Le retrait des fongicides sur semences n’entraînera pas de perte de rendement, fera économiser des coûts aux producteurs, et réduira les impacts environnementaux. Ici encore, les objectifs agronomiques, économiques et environnementaux sont parfaitement compatibles, contrairement à la fausse croyance entretenue par M. Overbeek et entretenue par les vendeurs de pesticides.
Si M. Overbeek souhaite que les décisions politiques dans le dossier des pesticides soient basées sur la science, il devrait commencer par exiger que l’évaluation des pesticides soit basée essentiellement sur les études indépendantes et qu’elles soient toutes rendues publiques. Il pourrait aussi demander que les études d’impacts soient faites sur l’ensemble de la formule commerciale des pesticides (ex: Roundup) et non pas uniquement sur l’agent dit « actif » (ex: le glyphosate dans le Roundup) — ce qui minimise les impacts réels sur la santé et la biodiversité.

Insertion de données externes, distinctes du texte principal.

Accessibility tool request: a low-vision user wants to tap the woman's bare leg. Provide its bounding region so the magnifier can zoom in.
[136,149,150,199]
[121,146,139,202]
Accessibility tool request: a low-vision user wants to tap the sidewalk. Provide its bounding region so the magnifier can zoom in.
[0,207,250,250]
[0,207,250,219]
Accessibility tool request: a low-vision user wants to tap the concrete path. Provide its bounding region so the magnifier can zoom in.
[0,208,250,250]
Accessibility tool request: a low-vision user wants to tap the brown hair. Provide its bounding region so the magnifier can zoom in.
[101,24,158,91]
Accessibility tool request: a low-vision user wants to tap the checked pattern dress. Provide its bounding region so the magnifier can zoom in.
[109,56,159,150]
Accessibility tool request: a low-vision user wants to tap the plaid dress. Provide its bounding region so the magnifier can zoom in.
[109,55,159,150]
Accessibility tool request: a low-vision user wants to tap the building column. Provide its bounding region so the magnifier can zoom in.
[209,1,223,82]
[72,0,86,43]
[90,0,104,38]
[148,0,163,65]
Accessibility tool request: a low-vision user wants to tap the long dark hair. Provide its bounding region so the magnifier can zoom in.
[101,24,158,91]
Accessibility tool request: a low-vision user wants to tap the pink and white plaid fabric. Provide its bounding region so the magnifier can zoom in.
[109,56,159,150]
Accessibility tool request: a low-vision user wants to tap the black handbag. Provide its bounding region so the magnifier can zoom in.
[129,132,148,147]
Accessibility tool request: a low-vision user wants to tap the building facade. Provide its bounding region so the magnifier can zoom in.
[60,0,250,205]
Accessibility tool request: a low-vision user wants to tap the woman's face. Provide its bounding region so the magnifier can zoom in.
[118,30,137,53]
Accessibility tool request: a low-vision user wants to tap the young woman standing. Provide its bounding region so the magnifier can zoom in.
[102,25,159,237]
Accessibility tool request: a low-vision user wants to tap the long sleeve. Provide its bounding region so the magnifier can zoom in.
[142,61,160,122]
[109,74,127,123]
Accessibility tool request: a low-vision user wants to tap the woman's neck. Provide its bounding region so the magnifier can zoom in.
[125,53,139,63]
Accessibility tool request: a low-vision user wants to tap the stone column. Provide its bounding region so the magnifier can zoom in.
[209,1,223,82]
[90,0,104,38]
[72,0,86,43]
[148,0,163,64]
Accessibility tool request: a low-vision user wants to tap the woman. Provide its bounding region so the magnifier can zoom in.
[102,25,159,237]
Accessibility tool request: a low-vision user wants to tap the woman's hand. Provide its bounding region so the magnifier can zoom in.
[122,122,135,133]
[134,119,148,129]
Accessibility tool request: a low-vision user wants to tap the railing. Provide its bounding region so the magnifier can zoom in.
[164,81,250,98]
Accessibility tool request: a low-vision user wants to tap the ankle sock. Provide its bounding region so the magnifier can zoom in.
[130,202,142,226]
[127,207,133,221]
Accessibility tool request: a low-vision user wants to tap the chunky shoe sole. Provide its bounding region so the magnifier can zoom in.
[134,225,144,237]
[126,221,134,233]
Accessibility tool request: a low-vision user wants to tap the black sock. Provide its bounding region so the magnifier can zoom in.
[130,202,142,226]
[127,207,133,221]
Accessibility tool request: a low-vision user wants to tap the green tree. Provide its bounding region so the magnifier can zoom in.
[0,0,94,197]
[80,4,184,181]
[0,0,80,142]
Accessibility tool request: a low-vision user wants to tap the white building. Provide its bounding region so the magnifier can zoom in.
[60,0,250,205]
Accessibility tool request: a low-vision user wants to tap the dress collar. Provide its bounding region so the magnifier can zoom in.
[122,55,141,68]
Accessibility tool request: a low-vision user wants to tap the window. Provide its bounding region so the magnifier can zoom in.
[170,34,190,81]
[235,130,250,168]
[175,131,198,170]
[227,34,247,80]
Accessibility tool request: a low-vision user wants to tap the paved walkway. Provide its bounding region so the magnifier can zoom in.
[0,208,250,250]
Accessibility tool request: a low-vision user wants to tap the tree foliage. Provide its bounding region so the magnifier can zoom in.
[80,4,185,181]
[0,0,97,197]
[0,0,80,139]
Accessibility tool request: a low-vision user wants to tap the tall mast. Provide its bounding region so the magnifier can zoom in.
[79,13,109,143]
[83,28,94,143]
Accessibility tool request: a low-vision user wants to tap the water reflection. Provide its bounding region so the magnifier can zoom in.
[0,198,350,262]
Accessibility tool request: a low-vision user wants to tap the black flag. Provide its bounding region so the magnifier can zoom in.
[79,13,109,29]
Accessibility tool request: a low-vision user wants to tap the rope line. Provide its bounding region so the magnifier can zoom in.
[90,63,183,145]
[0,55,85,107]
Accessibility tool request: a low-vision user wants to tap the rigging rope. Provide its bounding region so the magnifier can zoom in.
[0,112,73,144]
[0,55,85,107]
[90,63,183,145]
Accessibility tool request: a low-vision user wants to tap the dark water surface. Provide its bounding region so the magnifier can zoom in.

Comme M. Overbeek, nous sommes pour une plus grande autonomie des agriculteur.rice.s et souhaitons qu’ils aient les meilleurs conseils possibles de la part d’agronomes, mais des agronomes non liés à l’industrie des pesticides. On espère donc que M. Overbeek sera aussi vocal lorsque viendra le temps de défendre un projet visant à séparer la vente de la prescription agronomique, comme proposé par le gouvernement via le projet 41 en 2021.